A new startup wants to make financial analysts more efficient with its chatbot tool that uses artificial intelligence to search publicly available business filings and answer research questions in natural language.
Finpilot is led by CEO Lakshay Chauhan, a longtime machine learning engineer at Seattle hedge fund Euclidean. He’s joined by John Alberg, the fund’s co-founder, who will play a close advisory role. Both Chauhan and Alberg are founding board members.
The startup recently landed $500,000 in a convertible security from Madrona Venture Labs and Ascend, both of which are investing heavily in AI companies.
“We were drawn to Lakshay and John’s deep understanding of the problems financial analysts face and the clarity of their product solution, which enables world-class research and reporting in a fraction of the time as existing tools,” Madrona Venture Labs Managing Director Mike Fridgen told GeekWire.
Alberg is the son of the late Tom Alberg, the Madrona Venture Group co-founder and Seattle tech community leader who died last year. Finpilot will operate independently of Euclidean, which uses machine learning to pick stocks and recently launched an exchange-traded fund (ETF).
The startup is developing a ChatGPT-like interface. The tool uses a large language model (LLM) to scour publicly available financial data from sources such as Securities & Exchange Commission filings, earnings transcripts, and investor presentations.

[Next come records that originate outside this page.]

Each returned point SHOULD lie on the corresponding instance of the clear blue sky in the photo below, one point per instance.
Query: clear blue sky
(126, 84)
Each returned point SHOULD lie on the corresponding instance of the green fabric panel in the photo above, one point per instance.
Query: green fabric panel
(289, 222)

This addresses a common pain point in the information-gathering process, where the traditional method involves relying on the Ctrl+F keyboard function to search filings, Alberg said. Using Finpilot, research and reporting projects that would otherwise take days or weeks could be accomplished within a few hours, he said.
Finpilot lets analysts write queries in natural language. For instance, a user could ask the chatbot about the increase in comparable sales for Walmart over the past 12 months. The tool would then produce an answer with links to the original source documents. Analysts can continue conversations with follow-up questions, gathering increasingly in-depth insights.

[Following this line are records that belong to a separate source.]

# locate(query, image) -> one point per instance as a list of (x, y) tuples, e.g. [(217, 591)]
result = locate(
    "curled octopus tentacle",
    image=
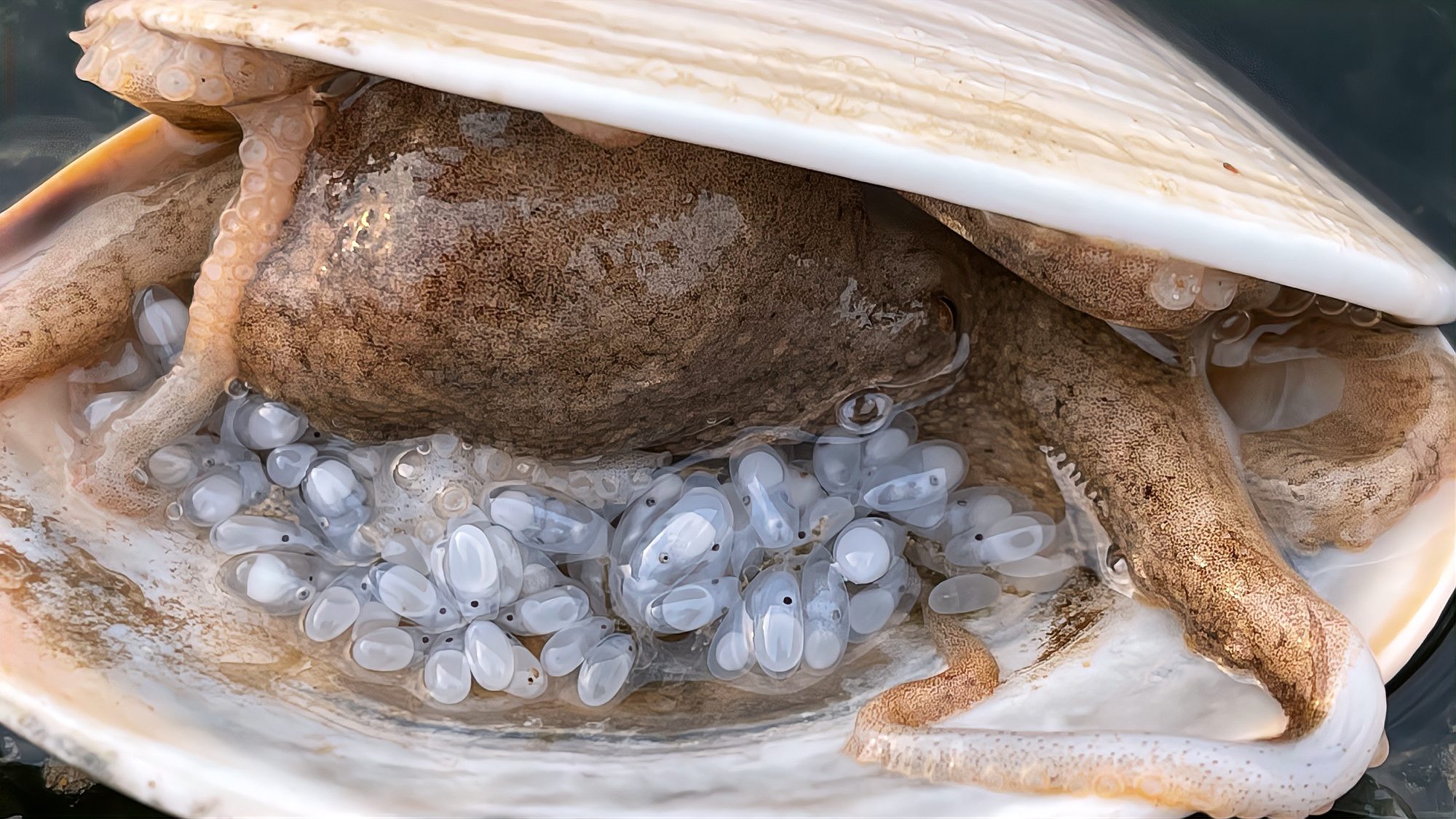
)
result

Alberg said Finpilot is unlike ChatGPT because users can interact with data, visualize it, and verify sources. The entrepreneur and hedge-fund manager has been a longtime proponent of using machine learning as an investment tool.

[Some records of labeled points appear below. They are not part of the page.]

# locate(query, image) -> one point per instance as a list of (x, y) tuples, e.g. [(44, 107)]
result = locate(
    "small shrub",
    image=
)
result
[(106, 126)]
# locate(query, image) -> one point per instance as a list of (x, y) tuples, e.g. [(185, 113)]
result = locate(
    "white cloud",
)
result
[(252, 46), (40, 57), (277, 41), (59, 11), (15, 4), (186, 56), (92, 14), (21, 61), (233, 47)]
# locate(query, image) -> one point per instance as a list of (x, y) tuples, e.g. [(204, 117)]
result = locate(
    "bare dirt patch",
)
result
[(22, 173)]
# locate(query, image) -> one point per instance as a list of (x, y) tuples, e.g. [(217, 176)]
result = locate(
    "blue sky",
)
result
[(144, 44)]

Finpilot’s technology is built on an in-house LLM specifically tailored for finance. It also uses some LLM-based APIs and a web-app stack for app deployment. The platform is in development and the plan is to sell it through a software-as-a-service (SaaS) license. The company is actively testing it with multiple customers, Alberg said.
Companies such as Factset, Bloomberg, and Alpha Sense offer financial data tools. The SEC’s EDGAR advanced search tool lets users search electronic filings dating back to 2001 using keywords and names. However, Finpilot helps analyze companies, write reports, and visualize data through natural language, Alberg said.
Madrona Venture Labs and Ascend invested in Finpilot through a SAFE note, or Simple Agreement for Future Equity.
The startup’s launch coincides with a rush of Wall Street firms investing heavily in artificial intelligence tools and expertise. Banks are betting that recent advancements in the tech can make data processing and risk modeling easier, gaining an edge as analysis becomes increasingly complex.
However, experts caution the widespread implementation of AI in finance may pose several potential drawbacks. A concern is the potential for AI chatbots to provide inaccurate information.
Traders, who have a fiduciary duty to base investment decisions on reliable data, might face legal uncertainties when using AI. Tracing the training data of chatbots can be challenging, hindering the ability to identify the source behind a false data point used to make an investment decision.
This will be a challenge for Finpilot, but the company aims to provide users the “highest accuracy, speed and reliability,” Alberg said.
“Large language models are notorious for making up information and are too slow for many tasks,” he said. “We developed many techniques to address these issues.”